Bereit zum Leuchten
Seit über 40 Jahren wird die spezielle Stapeltechnik, die von den Mitgliedern der Auegstenfeuer-Gruppe für das Höhenfeuer angewandt wird, weitergegeben. «Dabei handelt es sich um ein Fünfeck aus grossen Holzscheiten. Innen und aussen mit Ästen garniert», erklärt Mario Waldvogel, der die rund 20-köpfige Gruppe seit sechs Jahren anführt. Die Motivation des 28-jährigen Landwirts aus Ennenda: «Etwas für die Natur machen, das Glarner Kulturgut pflegen und nach der Arbeit gemütlich mit den anderen zusammensitzen.» Zum ersten Mal geholfen hat er übrigens bereits als 14-Jähriger – seitdem ist er Feuer und Flamme.
Waldpflege inklusive
Das Holz für das Höhenfeuer kommt nicht wie bei anderen Höhenfeuern aus dem Tal, sondern wird von den Männern rund um die Auegstenhütte gesammelt. «Damit betreiben wir hier oben auch noch etwas Landschaftspflege», so Werner Waldvogel, der Onkel und Vorgänger von Mario Waldvogel. Beispielsweise werde der Waldrand ausgedünnt, damit Rebhühner und andere Tiere wieder Platz fänden. Ausserdem wird Lawinenholz aufgesammelt und zum Feuerplatz gebracht.

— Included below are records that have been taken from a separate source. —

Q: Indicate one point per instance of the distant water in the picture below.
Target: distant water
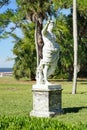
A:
(5, 69)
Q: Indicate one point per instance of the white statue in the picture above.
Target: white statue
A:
(50, 55)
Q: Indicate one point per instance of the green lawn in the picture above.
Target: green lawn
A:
(16, 99)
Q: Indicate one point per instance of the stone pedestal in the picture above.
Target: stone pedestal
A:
(47, 100)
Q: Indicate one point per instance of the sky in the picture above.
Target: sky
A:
(6, 45)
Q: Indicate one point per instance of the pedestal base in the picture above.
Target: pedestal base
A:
(47, 100)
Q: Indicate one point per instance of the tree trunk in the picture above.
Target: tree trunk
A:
(75, 47)
(38, 41)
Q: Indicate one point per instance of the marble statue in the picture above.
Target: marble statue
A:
(50, 54)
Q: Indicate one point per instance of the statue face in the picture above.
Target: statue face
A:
(50, 27)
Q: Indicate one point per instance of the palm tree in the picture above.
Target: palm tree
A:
(75, 47)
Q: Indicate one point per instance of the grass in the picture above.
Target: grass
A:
(16, 99)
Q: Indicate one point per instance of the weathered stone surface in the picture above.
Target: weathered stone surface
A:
(47, 100)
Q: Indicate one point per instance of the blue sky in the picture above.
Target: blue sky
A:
(6, 45)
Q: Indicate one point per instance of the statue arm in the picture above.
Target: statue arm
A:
(45, 28)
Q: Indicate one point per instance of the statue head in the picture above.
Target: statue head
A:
(50, 26)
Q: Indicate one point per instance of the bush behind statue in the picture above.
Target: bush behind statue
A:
(29, 123)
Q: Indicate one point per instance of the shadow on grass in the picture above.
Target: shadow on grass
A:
(73, 110)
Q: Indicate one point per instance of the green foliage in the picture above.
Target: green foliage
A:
(29, 123)
(24, 49)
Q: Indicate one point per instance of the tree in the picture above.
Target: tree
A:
(75, 47)
(24, 49)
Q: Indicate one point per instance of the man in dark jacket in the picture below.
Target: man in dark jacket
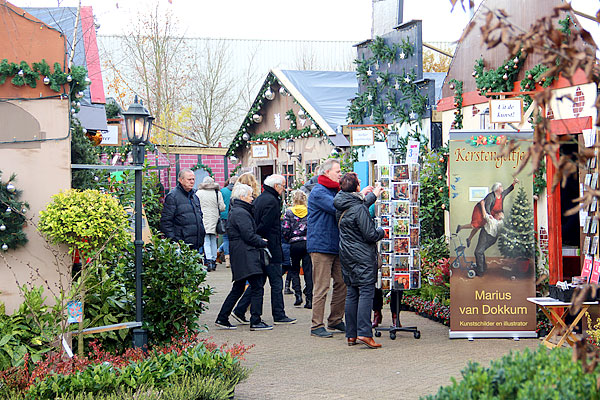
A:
(267, 214)
(181, 217)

Der grösste Holzstapel umfasste etwa 30 Kubikmeter. «Dieses Jahr haben wir es immerhin auf zehn bis 14 Kubikmeter geschafft», so Mario Waldvogel zufrieden. Nun hofft die Gruppe, dass sie das Feuer am 1. August auch entzünden können. Denn im vergangenen Jahr ging das wegen der Waldbrandgefahr nicht.